Hinter den verschlossenen Türen des Herrenhauses der Familie Lawrence konnte selbst der Glanz der Kronleuchter und der edlen Holzvertäfelungen die dort herrschende Dunkelheit kaum verbergen. In der angespannten Stille durchschnitt ein ersticktes Stöhnen die Luft. Mitten im großen Salon kroch Jeanne keuchend über den Boden, ihre Hände hinterließen rote Spuren auf dem polierten Parkett. Ihre Kräfte schwanden, doch das eisige Leuchten ihres Willens weigerte sich zu erlöschen.
Jeder Schritt auf sie zu hätte Hilfe bedeuten sollen – doch niemand rührte sich. Die Verlassenheit hatte um sie herum Gestalt angenommen, kalt und hart wie die Mauern des Anwesens. In ihrem Inneren hallten noch immer die giftigen Worte dessen wider, der sie hätte beschützen müssen.
- Jeanne... du beschmutzt unseren Namen. Hättest du nicht an Eden festgehalten, hätte ich dich an dem Tag hinausgeworfen, an dem deine Mutter dich zur Welt brachte.
- Meine Kinder sind Jasmine und Joshua. Du... bist nichts.
Diese Erinnerungen bissen tiefer als ihre Wunden. Ihre aufgeplatzten Lippen verzogen sich zu einem bitteren Lächeln. Ihre Halbschwester hatte ihr die Liebe genommen, ihre Zukunft zertreten – und dennoch war sie es, die Ausgestoßene.
Eine Gestalt beugte sich vor ihr nieder. Jasmine. Die Unschuld war aus ihren Zügen gewichen, ersetzt durch einen grausamen Glanz.
- Na, Jeanne... wie fühlt es sich an, von Papa zurechtgewiesen zu werden?
Jeanne wandte den Kopf ab und weigerte sich, dieses Gesicht als letztes zu verankern.
- Du hieltest dich für unantastbar. Du dachtest, Eden liebt dich? Wie naiv. Er gehört mir.
Wären ihre Knochen nicht bei jeder Bewegung vor Schmerz aufgeschrien, hätte sie genug Hass besessen, um Jasmine mit in ihren Sturz zu reißen.
- Du bist nichts weiter als eine Schande für die Familie, flüsterte Jasmine.

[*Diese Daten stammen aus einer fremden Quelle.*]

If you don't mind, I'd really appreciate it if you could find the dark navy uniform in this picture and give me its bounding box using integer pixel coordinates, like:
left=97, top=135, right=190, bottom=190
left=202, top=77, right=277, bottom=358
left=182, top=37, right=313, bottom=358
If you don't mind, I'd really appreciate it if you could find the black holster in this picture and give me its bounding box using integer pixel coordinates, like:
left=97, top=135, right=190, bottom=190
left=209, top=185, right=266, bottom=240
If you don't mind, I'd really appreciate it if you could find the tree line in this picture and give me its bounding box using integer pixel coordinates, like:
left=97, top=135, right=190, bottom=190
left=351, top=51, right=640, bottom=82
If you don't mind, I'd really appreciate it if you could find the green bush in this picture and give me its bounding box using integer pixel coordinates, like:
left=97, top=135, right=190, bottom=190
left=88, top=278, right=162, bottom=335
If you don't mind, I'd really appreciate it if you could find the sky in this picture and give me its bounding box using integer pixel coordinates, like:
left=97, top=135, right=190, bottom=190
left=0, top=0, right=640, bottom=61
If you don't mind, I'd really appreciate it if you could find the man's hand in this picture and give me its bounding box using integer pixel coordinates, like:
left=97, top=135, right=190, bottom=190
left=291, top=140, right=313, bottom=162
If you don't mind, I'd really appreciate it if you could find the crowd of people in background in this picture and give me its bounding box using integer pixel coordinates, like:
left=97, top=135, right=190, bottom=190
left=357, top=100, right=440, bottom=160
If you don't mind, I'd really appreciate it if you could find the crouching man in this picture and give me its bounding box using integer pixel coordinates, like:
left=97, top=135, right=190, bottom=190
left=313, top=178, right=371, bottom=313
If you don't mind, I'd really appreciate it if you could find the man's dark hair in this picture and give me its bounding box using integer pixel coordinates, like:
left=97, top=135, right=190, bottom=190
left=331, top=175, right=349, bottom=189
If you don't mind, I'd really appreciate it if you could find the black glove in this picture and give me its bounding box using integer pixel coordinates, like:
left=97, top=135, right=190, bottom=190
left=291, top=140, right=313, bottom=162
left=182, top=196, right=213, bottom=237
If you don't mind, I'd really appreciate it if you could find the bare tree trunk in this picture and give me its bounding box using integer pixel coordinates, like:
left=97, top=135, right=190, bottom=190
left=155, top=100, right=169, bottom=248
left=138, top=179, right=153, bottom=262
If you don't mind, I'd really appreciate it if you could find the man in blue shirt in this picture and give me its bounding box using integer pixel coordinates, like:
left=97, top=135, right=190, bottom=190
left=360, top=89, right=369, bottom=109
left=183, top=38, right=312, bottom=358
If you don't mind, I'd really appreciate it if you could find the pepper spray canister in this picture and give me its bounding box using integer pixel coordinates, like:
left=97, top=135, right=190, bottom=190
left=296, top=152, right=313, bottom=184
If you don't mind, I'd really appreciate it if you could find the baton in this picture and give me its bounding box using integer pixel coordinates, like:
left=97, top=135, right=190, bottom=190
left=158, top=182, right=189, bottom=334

Stirb – und erspare uns deine Gegenwart.
Doch Jeanne weigerte sich, diesem Befehl zu gehorchen. Leben, um zurückzuschlagen – das allein hielt sie noch aufrecht. Mit sadistischer Genugtuung füllte Jasmine ein Glas mit Wasser, warf eine Handvoll Salz hinein und goss die Mischung über ihre Wunden.
Ihr Schrei zerriss die Luft, doch kein einziges Familienmitglied wandte den Blick ab. Ein Messer blitzte in Jasmines Hand auf, die Klinge bereit, eine Spur in ihr Gesicht zu schneiden, als die Tür unter einem heftigen Stoß nachgab.
- JEANNIE!
Monica stürmte herein, außer Atem, und sank neben Jeanne auf die Knie.
- Ich bringe dich ins Krankenhaus.
- Träum weiter, fauchte Jasmine.
Monica senkte den Blick nicht.
- Dein Vater kann drohen, das ist mir egal.